Novembre 2nd, 2025 Riccardo Fucile

GLI EMIRATI ARABI UNITI FINANZIANO MILIZIE BRUTALI NELLO YEMEN E IN SUDAN, LO SCEICCO AL MAKTOUM IMPRIGIONA I DISSIDENTI E I DIRITTI UMANI SONO PRATICAMENTE UN MIRAGGIO … SENZA CONTARE GLI OPERAI “IMPORTATI” CHE SI SPEZZANO LA SCHIENA PER PAGHE DA FAME E I GIRI DI PROSTITUZIONE, CON RAGAZZE CHE PRECIPITANO DALLE FINESTRE

Dubai è la casa di un quarto di milione di britannici: delusi dalle alte tasse, dai servizi pubblici scadenti e dalla pioggia, il loro numero cresce ogni anno. Una delle sette città-emirato che compongono gli Emirati Arabi Uniti, Dubai è una città poliglotta, una Babele.
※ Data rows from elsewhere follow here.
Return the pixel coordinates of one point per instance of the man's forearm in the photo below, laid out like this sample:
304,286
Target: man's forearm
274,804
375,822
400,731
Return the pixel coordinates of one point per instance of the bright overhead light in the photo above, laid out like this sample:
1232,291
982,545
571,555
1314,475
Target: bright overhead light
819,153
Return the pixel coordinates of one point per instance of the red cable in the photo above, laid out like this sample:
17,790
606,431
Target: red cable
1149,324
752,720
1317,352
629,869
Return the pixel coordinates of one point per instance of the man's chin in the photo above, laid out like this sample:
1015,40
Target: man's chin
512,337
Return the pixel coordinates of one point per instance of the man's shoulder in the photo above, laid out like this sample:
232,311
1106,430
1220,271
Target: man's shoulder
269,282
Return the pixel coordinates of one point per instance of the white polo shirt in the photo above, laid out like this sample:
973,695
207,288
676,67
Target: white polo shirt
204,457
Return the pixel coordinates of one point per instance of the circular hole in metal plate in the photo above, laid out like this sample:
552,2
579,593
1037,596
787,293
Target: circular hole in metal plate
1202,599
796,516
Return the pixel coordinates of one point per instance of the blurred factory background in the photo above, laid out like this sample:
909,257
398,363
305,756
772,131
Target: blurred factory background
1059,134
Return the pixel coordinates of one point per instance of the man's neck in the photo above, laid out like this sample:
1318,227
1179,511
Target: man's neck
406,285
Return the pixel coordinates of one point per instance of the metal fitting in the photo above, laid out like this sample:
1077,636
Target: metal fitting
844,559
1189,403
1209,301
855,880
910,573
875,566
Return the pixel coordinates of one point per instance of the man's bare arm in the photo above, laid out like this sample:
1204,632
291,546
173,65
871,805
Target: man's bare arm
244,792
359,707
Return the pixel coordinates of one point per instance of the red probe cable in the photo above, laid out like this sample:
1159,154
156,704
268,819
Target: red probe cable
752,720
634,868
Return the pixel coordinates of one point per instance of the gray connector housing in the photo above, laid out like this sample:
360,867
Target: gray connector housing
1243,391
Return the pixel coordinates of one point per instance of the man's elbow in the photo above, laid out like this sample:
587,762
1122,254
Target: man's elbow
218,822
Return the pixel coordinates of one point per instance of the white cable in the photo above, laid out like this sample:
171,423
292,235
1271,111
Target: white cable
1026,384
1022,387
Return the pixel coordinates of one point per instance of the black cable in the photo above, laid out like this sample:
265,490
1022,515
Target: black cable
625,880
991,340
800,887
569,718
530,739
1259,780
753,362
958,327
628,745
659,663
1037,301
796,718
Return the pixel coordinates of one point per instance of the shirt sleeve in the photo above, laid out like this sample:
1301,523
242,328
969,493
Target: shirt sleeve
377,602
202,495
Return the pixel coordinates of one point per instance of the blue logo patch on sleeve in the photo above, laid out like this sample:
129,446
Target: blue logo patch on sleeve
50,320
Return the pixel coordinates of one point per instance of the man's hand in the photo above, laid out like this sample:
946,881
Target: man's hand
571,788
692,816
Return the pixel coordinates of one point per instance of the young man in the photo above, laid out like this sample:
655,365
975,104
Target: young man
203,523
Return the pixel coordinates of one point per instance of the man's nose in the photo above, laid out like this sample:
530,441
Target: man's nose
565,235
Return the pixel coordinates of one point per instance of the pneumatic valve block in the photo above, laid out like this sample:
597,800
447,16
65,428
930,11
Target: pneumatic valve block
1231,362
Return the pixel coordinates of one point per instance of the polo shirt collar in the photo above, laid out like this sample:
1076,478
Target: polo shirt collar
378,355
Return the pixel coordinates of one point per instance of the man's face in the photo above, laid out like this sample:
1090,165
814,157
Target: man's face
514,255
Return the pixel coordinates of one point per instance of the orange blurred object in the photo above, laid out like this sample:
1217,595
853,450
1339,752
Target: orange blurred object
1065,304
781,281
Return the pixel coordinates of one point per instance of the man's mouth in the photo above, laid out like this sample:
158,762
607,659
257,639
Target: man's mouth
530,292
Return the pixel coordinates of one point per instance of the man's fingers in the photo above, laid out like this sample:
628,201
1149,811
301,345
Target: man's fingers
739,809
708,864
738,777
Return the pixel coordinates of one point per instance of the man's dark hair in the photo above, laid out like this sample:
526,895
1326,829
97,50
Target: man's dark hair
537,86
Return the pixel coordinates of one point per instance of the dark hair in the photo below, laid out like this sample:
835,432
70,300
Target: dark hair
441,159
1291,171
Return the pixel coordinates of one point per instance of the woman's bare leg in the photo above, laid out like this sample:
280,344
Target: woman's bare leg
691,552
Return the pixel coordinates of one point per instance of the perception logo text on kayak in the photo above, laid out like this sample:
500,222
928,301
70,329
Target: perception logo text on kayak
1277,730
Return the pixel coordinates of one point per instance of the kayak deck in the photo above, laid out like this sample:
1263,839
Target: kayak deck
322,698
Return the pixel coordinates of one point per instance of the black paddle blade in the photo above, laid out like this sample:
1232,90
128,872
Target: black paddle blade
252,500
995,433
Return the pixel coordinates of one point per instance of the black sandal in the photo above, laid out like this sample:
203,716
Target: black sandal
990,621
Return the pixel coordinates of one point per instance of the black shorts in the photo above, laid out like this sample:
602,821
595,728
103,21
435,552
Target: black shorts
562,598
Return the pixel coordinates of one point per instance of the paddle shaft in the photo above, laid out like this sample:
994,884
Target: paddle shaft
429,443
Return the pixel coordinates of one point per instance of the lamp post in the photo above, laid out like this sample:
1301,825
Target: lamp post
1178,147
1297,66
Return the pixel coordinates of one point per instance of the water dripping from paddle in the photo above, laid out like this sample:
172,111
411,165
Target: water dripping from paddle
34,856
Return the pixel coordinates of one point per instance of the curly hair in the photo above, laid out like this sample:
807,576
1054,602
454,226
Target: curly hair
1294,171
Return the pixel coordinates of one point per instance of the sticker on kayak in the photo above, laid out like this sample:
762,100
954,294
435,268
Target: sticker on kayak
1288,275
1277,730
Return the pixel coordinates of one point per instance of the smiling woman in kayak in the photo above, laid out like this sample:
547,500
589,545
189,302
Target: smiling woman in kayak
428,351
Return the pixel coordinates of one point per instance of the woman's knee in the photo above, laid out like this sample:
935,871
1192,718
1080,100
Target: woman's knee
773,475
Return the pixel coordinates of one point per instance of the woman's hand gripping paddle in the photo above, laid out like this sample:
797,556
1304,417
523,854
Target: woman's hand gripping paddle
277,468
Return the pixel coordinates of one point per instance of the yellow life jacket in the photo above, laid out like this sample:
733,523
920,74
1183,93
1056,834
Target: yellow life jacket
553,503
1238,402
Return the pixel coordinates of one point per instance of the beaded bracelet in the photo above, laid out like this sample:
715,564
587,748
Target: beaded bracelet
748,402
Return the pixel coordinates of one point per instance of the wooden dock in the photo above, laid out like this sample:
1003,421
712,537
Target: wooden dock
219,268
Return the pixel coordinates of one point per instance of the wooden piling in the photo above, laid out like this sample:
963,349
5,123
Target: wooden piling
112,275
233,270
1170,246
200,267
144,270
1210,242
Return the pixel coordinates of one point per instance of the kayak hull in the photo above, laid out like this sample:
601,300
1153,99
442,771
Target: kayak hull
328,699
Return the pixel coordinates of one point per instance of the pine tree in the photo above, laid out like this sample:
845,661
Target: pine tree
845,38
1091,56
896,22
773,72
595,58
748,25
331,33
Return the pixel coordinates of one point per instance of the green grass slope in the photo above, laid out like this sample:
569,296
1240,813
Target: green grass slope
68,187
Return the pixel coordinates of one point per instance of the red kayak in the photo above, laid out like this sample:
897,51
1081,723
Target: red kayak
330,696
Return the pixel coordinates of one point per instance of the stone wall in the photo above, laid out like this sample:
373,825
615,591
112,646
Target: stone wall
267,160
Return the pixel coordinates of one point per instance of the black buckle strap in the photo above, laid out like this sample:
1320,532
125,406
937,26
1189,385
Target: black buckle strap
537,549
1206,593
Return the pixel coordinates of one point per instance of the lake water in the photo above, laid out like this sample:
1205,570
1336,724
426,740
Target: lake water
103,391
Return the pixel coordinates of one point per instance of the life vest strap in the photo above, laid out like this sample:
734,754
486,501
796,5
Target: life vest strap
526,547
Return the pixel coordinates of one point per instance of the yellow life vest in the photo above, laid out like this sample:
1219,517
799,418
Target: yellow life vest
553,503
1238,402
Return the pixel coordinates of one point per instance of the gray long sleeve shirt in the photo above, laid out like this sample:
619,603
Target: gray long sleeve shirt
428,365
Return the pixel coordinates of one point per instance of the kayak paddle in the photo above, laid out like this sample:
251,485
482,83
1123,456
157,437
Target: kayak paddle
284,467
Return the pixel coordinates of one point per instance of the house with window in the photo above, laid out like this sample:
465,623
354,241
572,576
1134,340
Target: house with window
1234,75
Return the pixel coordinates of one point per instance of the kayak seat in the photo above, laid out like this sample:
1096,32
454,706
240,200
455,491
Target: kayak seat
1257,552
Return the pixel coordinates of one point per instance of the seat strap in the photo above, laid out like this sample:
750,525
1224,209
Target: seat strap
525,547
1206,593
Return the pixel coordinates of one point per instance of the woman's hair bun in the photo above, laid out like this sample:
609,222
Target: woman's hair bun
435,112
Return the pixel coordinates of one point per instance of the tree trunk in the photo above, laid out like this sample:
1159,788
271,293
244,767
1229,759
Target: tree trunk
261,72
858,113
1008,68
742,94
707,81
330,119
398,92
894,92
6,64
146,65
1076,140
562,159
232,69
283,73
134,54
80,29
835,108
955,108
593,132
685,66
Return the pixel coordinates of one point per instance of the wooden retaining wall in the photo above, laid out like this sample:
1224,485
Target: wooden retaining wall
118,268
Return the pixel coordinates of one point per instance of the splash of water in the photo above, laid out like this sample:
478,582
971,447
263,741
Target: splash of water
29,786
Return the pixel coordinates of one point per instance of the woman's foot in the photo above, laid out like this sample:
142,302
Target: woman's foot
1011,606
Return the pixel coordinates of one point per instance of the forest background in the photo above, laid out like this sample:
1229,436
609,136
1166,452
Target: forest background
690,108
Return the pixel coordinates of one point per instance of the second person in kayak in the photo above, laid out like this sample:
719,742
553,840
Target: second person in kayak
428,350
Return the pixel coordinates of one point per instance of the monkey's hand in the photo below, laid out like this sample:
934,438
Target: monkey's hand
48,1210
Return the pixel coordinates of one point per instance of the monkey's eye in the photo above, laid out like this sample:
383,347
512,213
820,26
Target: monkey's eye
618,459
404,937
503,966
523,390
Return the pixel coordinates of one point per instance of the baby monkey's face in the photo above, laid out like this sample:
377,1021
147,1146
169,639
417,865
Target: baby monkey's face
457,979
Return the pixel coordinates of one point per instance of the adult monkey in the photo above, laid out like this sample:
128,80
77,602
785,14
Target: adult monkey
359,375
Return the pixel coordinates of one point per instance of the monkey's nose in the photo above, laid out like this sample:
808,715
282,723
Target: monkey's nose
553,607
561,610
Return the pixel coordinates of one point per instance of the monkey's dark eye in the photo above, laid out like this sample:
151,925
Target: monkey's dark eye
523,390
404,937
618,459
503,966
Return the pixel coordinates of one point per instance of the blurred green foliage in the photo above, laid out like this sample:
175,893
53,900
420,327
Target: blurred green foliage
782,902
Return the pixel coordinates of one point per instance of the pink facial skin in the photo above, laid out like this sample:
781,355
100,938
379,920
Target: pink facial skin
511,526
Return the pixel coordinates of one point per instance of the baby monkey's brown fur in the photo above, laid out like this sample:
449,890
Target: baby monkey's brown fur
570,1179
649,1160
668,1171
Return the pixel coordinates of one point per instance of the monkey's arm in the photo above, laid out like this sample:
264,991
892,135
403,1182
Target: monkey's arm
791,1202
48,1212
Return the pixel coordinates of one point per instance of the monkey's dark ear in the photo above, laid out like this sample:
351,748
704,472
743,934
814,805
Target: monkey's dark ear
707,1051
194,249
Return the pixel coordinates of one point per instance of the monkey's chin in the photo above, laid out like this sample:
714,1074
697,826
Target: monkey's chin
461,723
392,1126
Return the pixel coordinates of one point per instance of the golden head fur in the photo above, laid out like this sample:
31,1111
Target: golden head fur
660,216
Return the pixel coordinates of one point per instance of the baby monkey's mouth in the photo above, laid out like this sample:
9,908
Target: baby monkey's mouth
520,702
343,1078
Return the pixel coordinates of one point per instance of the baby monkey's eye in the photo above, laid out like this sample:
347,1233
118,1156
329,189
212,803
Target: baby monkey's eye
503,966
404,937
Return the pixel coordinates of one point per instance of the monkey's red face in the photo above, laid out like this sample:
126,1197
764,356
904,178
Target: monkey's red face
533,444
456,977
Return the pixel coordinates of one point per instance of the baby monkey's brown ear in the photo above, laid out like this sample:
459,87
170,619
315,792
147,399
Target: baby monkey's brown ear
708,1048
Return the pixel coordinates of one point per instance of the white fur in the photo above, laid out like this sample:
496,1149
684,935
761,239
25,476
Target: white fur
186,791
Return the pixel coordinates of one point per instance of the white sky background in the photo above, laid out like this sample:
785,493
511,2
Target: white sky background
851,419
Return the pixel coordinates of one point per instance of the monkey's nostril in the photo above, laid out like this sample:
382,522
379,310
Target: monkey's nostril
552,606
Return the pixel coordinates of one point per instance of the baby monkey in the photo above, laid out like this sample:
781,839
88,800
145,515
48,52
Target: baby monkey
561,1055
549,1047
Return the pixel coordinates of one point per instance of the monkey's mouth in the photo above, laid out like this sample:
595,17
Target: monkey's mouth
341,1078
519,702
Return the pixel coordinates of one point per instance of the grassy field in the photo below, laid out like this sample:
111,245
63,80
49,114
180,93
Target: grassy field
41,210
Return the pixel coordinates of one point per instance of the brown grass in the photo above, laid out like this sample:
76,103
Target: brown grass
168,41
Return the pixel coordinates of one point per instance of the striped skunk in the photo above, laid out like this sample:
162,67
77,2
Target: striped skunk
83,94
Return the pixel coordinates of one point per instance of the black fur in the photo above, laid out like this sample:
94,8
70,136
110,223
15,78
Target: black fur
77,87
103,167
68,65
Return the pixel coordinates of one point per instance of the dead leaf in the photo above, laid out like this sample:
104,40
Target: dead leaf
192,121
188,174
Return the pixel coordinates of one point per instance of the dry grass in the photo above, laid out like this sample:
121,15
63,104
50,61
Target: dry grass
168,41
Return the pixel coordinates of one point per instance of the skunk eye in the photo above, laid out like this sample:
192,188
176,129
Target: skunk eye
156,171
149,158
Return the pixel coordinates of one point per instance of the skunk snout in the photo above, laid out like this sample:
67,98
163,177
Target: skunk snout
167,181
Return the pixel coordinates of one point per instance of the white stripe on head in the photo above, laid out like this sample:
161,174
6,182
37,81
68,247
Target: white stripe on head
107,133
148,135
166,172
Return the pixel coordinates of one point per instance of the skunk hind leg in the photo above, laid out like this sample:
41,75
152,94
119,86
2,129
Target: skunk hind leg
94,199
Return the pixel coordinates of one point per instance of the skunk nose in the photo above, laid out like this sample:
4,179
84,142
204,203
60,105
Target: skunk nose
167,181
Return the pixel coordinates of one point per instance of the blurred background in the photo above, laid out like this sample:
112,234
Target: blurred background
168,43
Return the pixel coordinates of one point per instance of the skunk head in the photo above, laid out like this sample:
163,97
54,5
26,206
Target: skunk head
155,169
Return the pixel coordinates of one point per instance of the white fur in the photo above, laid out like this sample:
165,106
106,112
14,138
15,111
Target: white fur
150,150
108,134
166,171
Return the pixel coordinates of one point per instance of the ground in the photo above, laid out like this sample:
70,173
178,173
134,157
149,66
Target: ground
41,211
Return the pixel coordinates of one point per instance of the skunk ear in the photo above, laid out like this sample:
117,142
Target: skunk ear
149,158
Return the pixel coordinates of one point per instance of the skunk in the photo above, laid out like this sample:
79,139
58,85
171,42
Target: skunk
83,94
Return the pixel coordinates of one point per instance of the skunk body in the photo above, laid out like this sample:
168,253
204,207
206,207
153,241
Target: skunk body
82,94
Il novanta per cento dei suoi residenti proviene da altrove. L’esperto del Golfo Christopher Davidson definisce Dubai la “città-stato economica liberale definitiva”, con “alcune delle migliori infrastrutture fisiche della regione”.
Aggiunge: “Per molti anni ha fornito una stabilità politica costante, che nel mondo arabo, e specialmente nella regione del Golfo, è stata molto rara.” Ha una bassa tassazione e manodopera a basso costo: questo è il suo richiamo.
Quando sono andata a Dubai l’ho trovata disorientante, sopra ogni altra cosa — il capitalismo che incontra la tirannia, e non
riesco a immaginare nulla di peggiore.
Hanno cose stupefacenti — il Burj Khalifa, l’edificio più alto del mondo; la Palm Jumeirah, un arcipelago artificiale creato a forma di palma — e questo sembra accecare gli occidentali creduloni di fronte alla sua realtà. Dubai è una dittatura sotto lo sceicco Mohammed Bin Rashid Al Maktoum, e lui preserva il suo potere assoluto come fanno sempre i dittatori: con la repressione di ogni potenziale minaccia.
Gli EAU finanziano milizie brutali nello Yemen e in Sudan. Dopo la fallita Primavera Araba e la sua richiesta di maggiore rappresentanza, lo sceicco imprigionò i dissidenti, molti dei quali erano avvocati.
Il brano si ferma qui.